- The paper introduces DGPNet, a novel approach that integrates dense Gaussian Process regression into CNNs for few-shot segmentation.
- It captures complex appearance variations and uncertainty, achieving an 8.4 mIoU gain on benchmarks like PASCAL-5^i and COCO-20^i.
- The method scales with larger support sets through learning the GP output space and effective uncertainty modeling for improved mask prediction.
Dense Gaussian Processes for Few-Shot Segmentation
The paper "Dense Gaussian Processes for Few-Shot Segmentation" (2110.03674) introduces a novel approach to few-shot segmentation (FSS) that leverages dense Gaussian process (GP) regression to address the challenges of limited annotated data and significant variations in appearance and context.

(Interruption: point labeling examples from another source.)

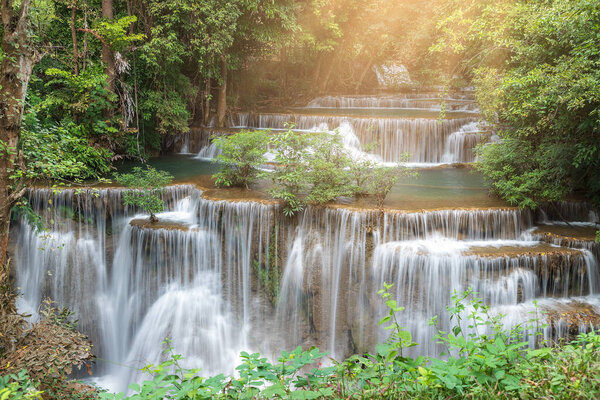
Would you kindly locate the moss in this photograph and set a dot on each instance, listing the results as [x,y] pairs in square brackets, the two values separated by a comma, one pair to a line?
[268,271]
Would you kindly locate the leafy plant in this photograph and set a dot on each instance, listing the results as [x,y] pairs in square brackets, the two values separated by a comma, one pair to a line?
[18,387]
[241,154]
[148,187]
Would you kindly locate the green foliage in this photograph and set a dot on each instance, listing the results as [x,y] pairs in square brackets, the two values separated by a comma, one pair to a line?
[289,177]
[310,169]
[373,179]
[484,360]
[18,387]
[116,32]
[148,186]
[241,154]
[535,67]
[62,153]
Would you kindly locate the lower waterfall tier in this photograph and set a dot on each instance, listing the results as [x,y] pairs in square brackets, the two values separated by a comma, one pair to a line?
[217,277]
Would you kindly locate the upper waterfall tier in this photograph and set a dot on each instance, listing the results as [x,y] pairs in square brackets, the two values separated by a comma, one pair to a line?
[428,101]
[428,141]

The proposed method, DGPNet, learns the mapping from local deep image features to mask values using a dense GP, effectively capturing complex appearance distributions and providing a principled means of capturing uncertainty. By integrating the GP as a layer in a CNN and learning the output space of the GP, DGPNet achieves state-of-the-art results on the PASCAL-5i and COCO-20i benchmarks.
Addressing Challenges in Few-Shot Segmentation
FSS aims to segment novel query images given only a small annotated support set. A key challenge is designing a mechanism that effectively extracts and aggregates information from the support set while remaining robust to variations in appearance and context. Specifically, the design of this module must address three key challenges:
- Flexibility of f: The few-shot learner must be able to learn and represent complex functions to segment a wide range of classes unseen during training.
- Scalability in support set size K: The method should effectively leverage additional support samples to achieve better accuracy and robustness for larger support sets.
- Uncertainty Modeling: The network needs to handle unseen appearances in the query images and assess the relevance of the information in the support images.
Dense Gaussian Process Few-Shot Learner
To address these challenges, the paper proposes a dense Gaussian Process (GP) learner for few-shot segmentation. A GP is used to learn a mapping between dense local deep feature vectors and their corresponding mask values. This approach provides several advantages:
The dense GP learner predicts a distribution of functions f from the input features x to an output y. The key assumption is that the support and query outputs are jointly Gaussian:
$\begin{pmatrix}\mathbf{y}_\support \ \mathbf{y}_\query\end{pmatrix} \sim \mathcal{N} \left( \begin{pmatrix} \bm{\mu}_\support \ \bm{\mu}_\query \end{pmatrix}, \begin{pmatrix} \mathbf{K}_{\support\support} & \mathbf{K}_{\support\query} \ \mathbf{K}_{\support\query}\tp & \mathbf{K}_{\query\query} \end{pmatrix} \right)$.
The posterior probability distribution of the query outputs is then inferred based on the rules for conditioning in a joint Gaussian:
$\mathbf{y}_\query|\mathbf{y}_\support, \mathbf{x}_\support, \mathbf{x}_\query \sim \mathcal{N}(\bm{\mu}_{\query|\support},\bm{\Sigma}_{\query|\support})$,
where
$\bm{\mu}_{\query|\support} = \mathbf{K}_{\support\query}\tp(\mathbf{K}_{\support\support}+\sigma_y^2 \mathbf{I})^{-1} \mathbf{y}_\support$,
$\bm{\Sigma}_{\query|\support} = \mathbf{K}_{\query\query} - \mathbf{K}_{\support\query}\tp(\mathbf{K}_{\support\support}+\sigma_y^2 \mathbf{I})^{-1} \mathbf{K}_{\support\query}$.
Learning the GP Output Space and Final Mask Prediction
To further improve the performance, the paper introduces a method for learning the GP output space during the meta-training stage. A mask-encoder is trained to construct the outputs, allowing additional information to be encoded into the outputs to guide the decoder. The decoder transforms the query outputs predicted by the few-shot learner into an accurate mask by processing the GP output mean and covariance, as well as shallow image features.
Figure 2: Overview of the proposed approach, showing how support and query images are processed to infer the probability distribution of query mask encodings using Gaussian process regression.
The final mask is predicted by feeding the GP output mean zμ​, GP output covariance zΣ​, and shallow image features $\mathbf{x}_{\query,\shallow}$ into a decoder U:
$\widehat{M}_\query = U(z_\mu, z_\Sigma, \mathbf{x}_{\query,\shallow})$.
Experimental Results
The proposed DGPNet was evaluated on the PASCAL-5i and COCO-20i benchmarks. The results demonstrate that DGPNet outperforms existing methods for 5-shot by a significant margin, achieving a new state-of-the-art on both benchmarks. Specifically, DGPNet achieves an absolute gain of 8.4 mIoU for 5-shot segmentation on the COCO-20i benchmark compared to the best reported results in the literature when using the ResNet101 backbone.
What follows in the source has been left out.